Erst später erfuhren wir gerüchteweise, welches Drama sich wegen Leos Unachtsamkeit abgespielt hatte. Er hatte vergessen, dass auch die Witwen von Großbauern ab und zu Brot kaufen müssen. Zwischen Frau Lebuda und „Fräulein“ Großenroth hatte sich eines Tages wohl ein Gespräch ergeben, das Leos Absichten sehr zuwiderlief. Wir konnten nur spekulieren, welche Informationen über ihren gemeinsamen Verehrer zwischen den Frauen ausgetauscht wurden. Jedenfalls sprachen beide von da an kein Wort mehr mit ihm.

Und da erwähnte jemand abends im Dorfkrug das mit der Buttermilch. Alle lachten, wobei niemand genau sagen konnte, welche Art von Klößen genau gemeint war. Vor allem aber fühlten wir alle ein wenig Mitleid mit Leo.

Ein Missverständnis am Meer

Durch das breite Panoramafenster hatte sie einen atemberaubenden Blick auf das Meer. Zu dieser Tageszeit war das Wasser grau, nicht blau, und kleine, dramatische weiße Kammwellen rollten auf das Hotel zu. Durch das Glas konnte sie die Möwen schreien hören, die das kühle Wetter nicht wahrnahmen und deshalb den Strand ganz für sich allein hatten.

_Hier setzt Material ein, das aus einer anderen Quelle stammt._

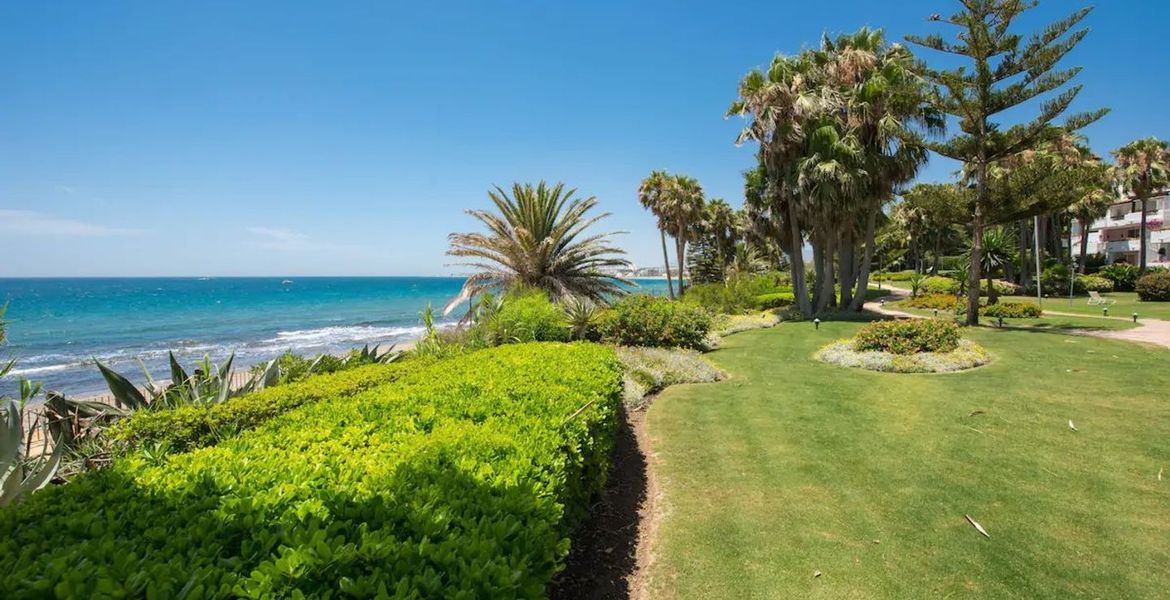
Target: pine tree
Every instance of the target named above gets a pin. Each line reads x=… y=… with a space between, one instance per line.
x=1000 y=74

Sie lächelte und wandte sich ihrem Frühstück zu. Das Fenster nun in ihrem Rücken, begann sie den Tag zu planen. Das berühmte Resort war fast leer, in dem riesigen Gebäude befanden sich vielleicht zehn andere Gäste, die das verlängerte Wochenende ausnutzten. Der Schönheits- und Wellness-Service war auf ein absolutes Minimum reduziert worden, was ihr gut gefiel – keine urbane Zerstreuung, die sie von der rauen Natur draußen und den Wörtern ablenkte, von denen sie hoffte, dass sie sich in ihrem Kopf bilden würden. Wörter, die sich zu Sätzen zusammenfinden würden. Sätze, die zu Absätzen und schließlich zu einer echten Geschichte gerinnen könnten. Ein Nordseehotel in der Nebensaison ist dafür der ideale Ort, dachte sie.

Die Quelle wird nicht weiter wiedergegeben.